— Не трогай, я сам…
Но больше я ничего сказать не успел, потому что Пауло внезапно бросился на меня головой вперед…
Я схлопотал его башку прямо в грудь и полетел вверх тормашками на ковер, испытывая немалое смущение перед своей дамой. В довершение всего я увидел, как в руке Пауло заблестел автоматический пистолет. Сказка закричала, но тут раздалось: «Пинг! Бинг!» Это Анджело исполнял соло на своей аркебузе.
Некоторое время Пауло стоял неподвижно, с удивленным выражением лица: он явно не ожидал от своего напарника такого проворства. Потом оступился и упал на колени, как грешник, на которого снизошла божья благодать или что-то в этом роде… Наконец он спикировал носом на ковер и застыл.
Я поднялся на ноги, немного бледный — не от страха, а от злости. Я хотел рассчитаться с Пауло сам и злился на Анджело за то, что обязан ему жизнью.
— Спасибо, парень, — сдержанно сказал я. — Если бы не ты, носить бы мне пару крылышек за спиной.
Он спрятал свою гаубицу и скромно ответил:
— Он напал неожиданно для тебя…
— Да, я его недооценивал. Не думал, что этот дрожащий суслик способен на бунт…
Я потолкал Пауло ногой.
— Сбрось эту падаль в подвал. А я съезжу в «Карлтон» и скажу пару слов господину Мейерфельду. Он уже начал меня порядком доставать…
Я открыл ящик стола и выбрал себе подходящий пистолет. У Кармони их была целая куча — тщательно вычищенных, аккуратно смазанных; он ухаживал за ними ревностно, как истинный коллекционер.
Я надел на ствол глушитель; полученный результат слегка выпирал из-под пиджака, но лучше уж идти так, чем без поддержки. Объяснение, предстоявшее нам с Мейерфельдом, рисковало принять кислый оборот, и мои железяки должны были в случае чего призвать его к благоразумию.
Анджело и Сказка смотрели на меня.
— Тебе не кажется, что туда идти небезопасно?
— Если бы меня волновала только безопасность, я стал бы блюстителем порядка, — с улыбкой ответил я.
Анджело взвалил покойника на плечи. Подождав, пока он выйдет, я взял Сказку за руку.
— Знаешь, Сказка, а ведь, в сущности, это ты меня спасла. Мало ли что еще мог сделать этот гад Пауло, если бы не твоя светлая голова…
Она счастливо улыбнулась.
— Так ты твердо решил туда идти?
— Да, наконец-то можно будет сыграть в открытую и увидеть того, с кем говоришь.
— Будь осторожен… Ну, хотя бы настолько, насколько ты вообще это умеешь. Если с тобой что- нибудь случится, я сойду с ума!

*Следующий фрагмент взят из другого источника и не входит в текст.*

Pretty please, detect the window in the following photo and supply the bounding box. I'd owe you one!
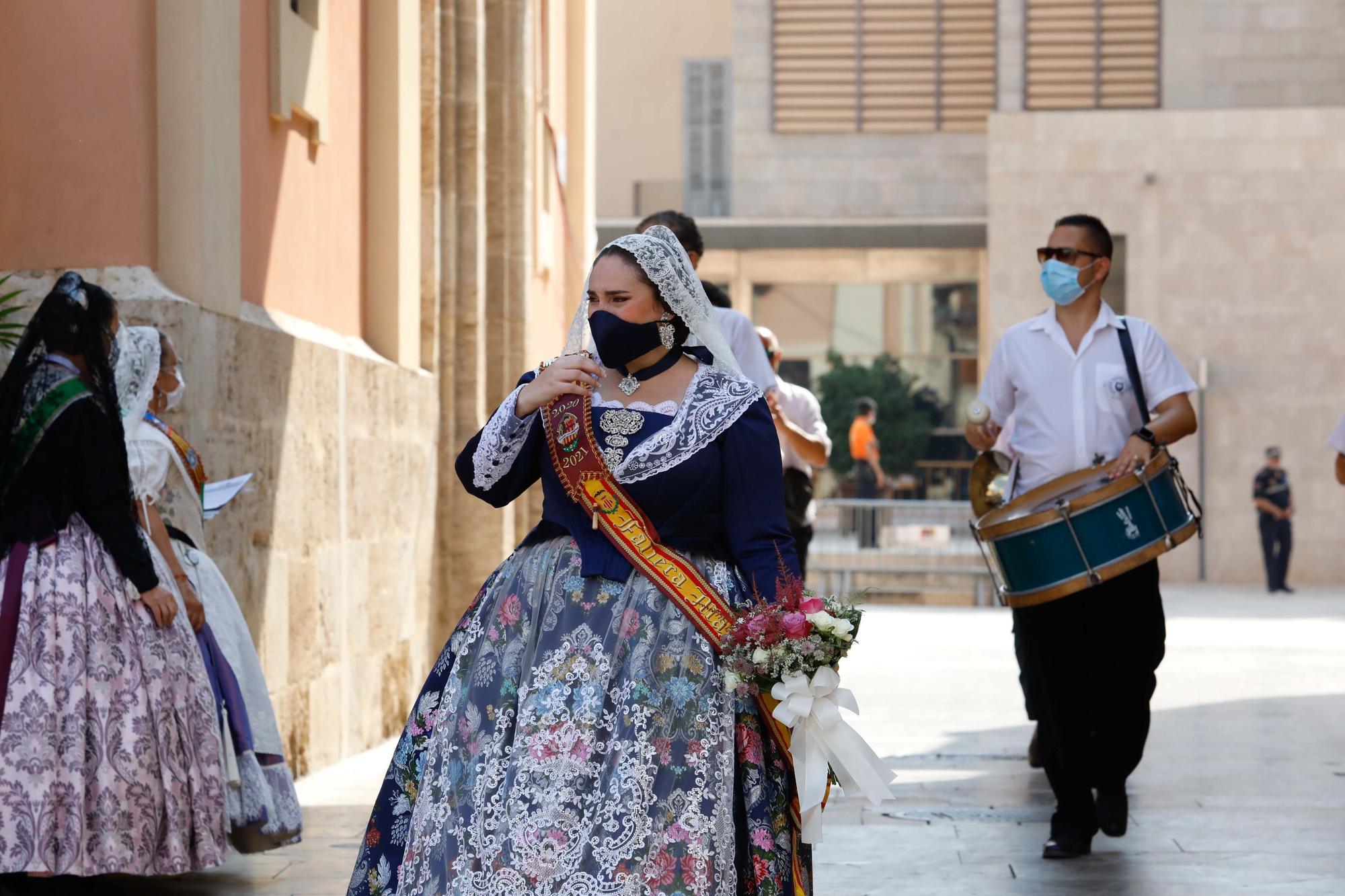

— Напрасно. Твоей прелестной головке рассудок очень идет!
VI
В холле отеля «Карлтон» торчала группа возмущенных шведских туристов: бюро путешествий их родного городишки забыло заказать для них места…
Я подошел к телефонисту, спросил у него номер комнаты мсье Мейерфельда и велел объявить тому о приходе мсье Пауло.
Американец жил в 134-м. Лифт вознес меня на второй этаж, и одетый в форму мальчик с глазами лани проводил меня к номеру 134. Я сунул ему сотню и постучал.
Бесцветный голос ответил «войдите».
Я положил руку на ручку двери. И она открылась, но гораздо быстрее, чем я ожидал.
Я немного качнулся вперед, и, прежде чем успел сделать хотя бы одно движение, меня схватило и втащило в комнату сразу несколько рук.
Их было четверо. Двое держали в руках автоматы. Меня здесь определенно уважали… С первого взгляда становилось ясно, что это полицейские. Пятый человек стоял за дверью. Когда меня схватили, он закрыл ее и проговорил:
— Отлично…
Я не знал, что сказать. Я не мог прийти в себя от изумления. Меня напарили, как пацана… Я ничего не понимал. Во-первых, как Мейерфельд мог ожидать моего визита? А во-вторых,
Мейерфельд был худым лысоватым типом в роговых очках, придававших ему неприятное сходство С экзотической рыбой.
— Вы думали, я попался в ловушку Пауло? — пробормотал он, пока мне надевали наручники. — Перед началом разговора он всегда произносил ключевое слово, сообщая тем самым, что говорит без принуждения.
Элементарщина! А я, кретин, не догадался…
Я улыбнулся. Что тут ответишь? Оскорбление было бы признаком слабости…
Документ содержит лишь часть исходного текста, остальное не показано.